I had had a little French instruction as a boy, but almost none of it had stuck. It was the man’s get-up, however, that really arrested my attention. He wore a loose jacket of purple velvet with cuffs of lavender silk, loose trousers with a purple stripe down the seams, and a soft velvet hat perched on the side of his head. He had a prominent nose, a small, sculpted, almost feminine mouth, and his long dark hair grew down from his sideburns to form a neat beard under his chin.

His usual reserve quite intact, Blake replied in French, and I smiled and waited. This, I saw, would always be my fate with Blake, to be the one standing politely by while he prattled on in some unintelligible tongue. The man now enveloped my hands in both of his, shaking them vigorously. His hands and wrists, I saw, were covered in little scars.


Enchanté!
’ he said. His smile spread across his whole face and he peered into my eyes as if to emphasize that he truly was enchanted. ‘It is very good to meet an old friend of Monsieur Bleck. He like to be mysterious,
non
?’

I nodded, carried by his enthusiasm.

‘Avery, this is Alexis Soyer,’ said Blake, somewhat overwhelmed by Soyer’s high spirits, I thought. ‘He is the chef at the Reform Club.’

Soyer grinned and gave a little bow. ‘
Eh bien
, Bleck, I do not see you for months! Why do you not visit me at the Reform Cloob?’

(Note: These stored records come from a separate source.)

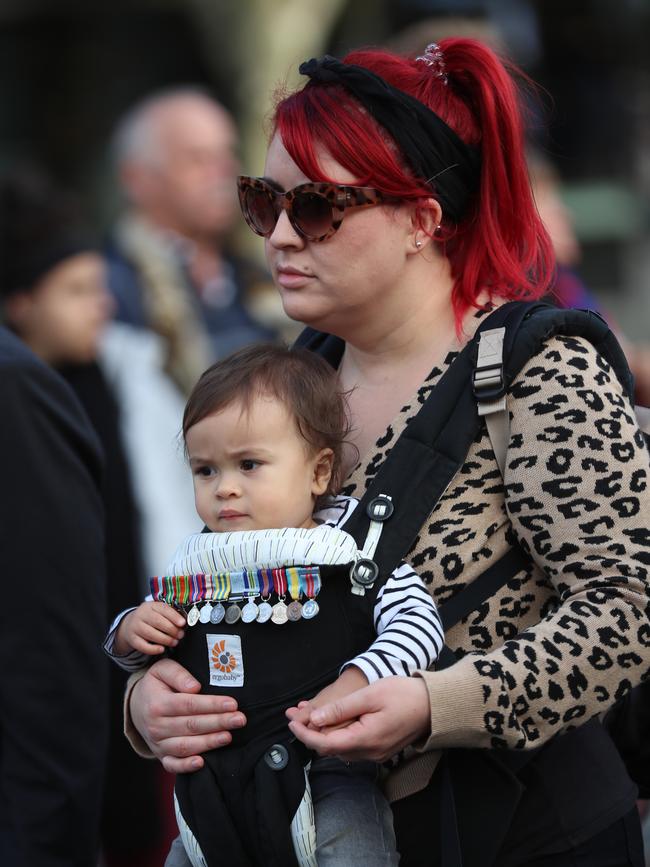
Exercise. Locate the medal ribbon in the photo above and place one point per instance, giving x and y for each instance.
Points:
(279, 582)
(310, 582)
(293, 575)
(265, 581)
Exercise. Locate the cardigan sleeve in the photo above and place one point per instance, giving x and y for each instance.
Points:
(577, 500)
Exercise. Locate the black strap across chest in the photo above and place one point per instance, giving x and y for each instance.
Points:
(434, 444)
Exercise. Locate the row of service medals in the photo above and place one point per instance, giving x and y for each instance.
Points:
(202, 596)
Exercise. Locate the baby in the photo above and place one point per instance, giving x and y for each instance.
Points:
(264, 432)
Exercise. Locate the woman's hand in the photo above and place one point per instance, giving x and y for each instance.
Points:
(177, 723)
(378, 721)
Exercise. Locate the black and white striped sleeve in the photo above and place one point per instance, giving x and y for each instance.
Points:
(408, 626)
(134, 660)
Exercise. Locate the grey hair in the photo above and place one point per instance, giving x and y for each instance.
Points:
(135, 137)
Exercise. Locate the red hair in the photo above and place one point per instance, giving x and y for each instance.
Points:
(500, 244)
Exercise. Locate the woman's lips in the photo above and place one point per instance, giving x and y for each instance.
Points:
(291, 278)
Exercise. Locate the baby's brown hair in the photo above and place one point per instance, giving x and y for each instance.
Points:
(302, 381)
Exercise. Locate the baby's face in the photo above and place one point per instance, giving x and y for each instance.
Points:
(253, 470)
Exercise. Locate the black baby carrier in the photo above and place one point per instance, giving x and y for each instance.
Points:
(272, 615)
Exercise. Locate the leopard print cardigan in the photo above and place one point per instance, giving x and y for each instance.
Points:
(567, 635)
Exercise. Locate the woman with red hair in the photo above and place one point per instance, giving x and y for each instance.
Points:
(397, 213)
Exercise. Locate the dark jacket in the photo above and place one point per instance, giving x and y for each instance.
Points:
(53, 699)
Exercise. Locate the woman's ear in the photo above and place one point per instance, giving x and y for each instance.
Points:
(323, 465)
(425, 220)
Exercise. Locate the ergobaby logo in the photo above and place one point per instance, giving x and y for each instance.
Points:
(225, 660)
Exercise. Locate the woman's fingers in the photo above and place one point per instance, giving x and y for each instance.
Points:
(346, 742)
(372, 723)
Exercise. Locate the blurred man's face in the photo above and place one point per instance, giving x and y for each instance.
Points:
(190, 181)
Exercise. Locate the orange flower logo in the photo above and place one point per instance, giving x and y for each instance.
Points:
(222, 659)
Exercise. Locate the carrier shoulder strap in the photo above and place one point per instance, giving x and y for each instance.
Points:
(501, 357)
(425, 458)
(434, 445)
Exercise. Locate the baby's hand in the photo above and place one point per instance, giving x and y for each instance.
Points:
(303, 712)
(150, 628)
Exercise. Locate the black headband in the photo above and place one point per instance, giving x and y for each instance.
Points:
(432, 149)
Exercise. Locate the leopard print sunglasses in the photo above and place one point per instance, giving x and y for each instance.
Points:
(314, 210)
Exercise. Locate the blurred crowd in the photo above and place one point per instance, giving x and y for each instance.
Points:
(130, 321)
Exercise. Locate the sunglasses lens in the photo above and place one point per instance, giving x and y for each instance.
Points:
(259, 211)
(312, 214)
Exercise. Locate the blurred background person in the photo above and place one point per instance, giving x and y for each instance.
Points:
(569, 289)
(53, 681)
(169, 267)
(54, 297)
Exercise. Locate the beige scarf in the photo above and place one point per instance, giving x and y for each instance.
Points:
(167, 298)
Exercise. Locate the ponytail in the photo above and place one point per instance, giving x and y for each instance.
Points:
(498, 243)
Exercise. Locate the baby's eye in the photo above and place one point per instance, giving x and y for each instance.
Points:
(203, 471)
(248, 464)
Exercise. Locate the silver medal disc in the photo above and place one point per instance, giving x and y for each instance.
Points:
(217, 614)
(294, 610)
(310, 609)
(279, 613)
(233, 613)
(249, 612)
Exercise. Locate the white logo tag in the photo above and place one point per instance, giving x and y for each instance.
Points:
(225, 660)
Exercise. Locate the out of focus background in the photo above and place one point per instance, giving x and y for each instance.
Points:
(122, 126)
(70, 69)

‘I have been working. How is Emma?’ said Blake.

‘She is,
comment dit-on
? Blooming! She is marvellous! Her paintings amaze and delight! The world beats its way to her door! But, Bleck, the kitchens at the Reform Cloob! You must see them. They will fascinate you – truly.
Il n’y a rien au monde comme elles!
They are unique! We have a grand invention – a gas stove with five small gas fires. Each lights immediately and may be regularized to any heat – and no dust and no smell! And steam power
partout
! It drives the rotisserie, heats the bains-marie, keeps the food warm! We have hot water and ice whenever we need! And the size! The scale! I guarantee you, Bleck, will find it of unsurpassable interest!’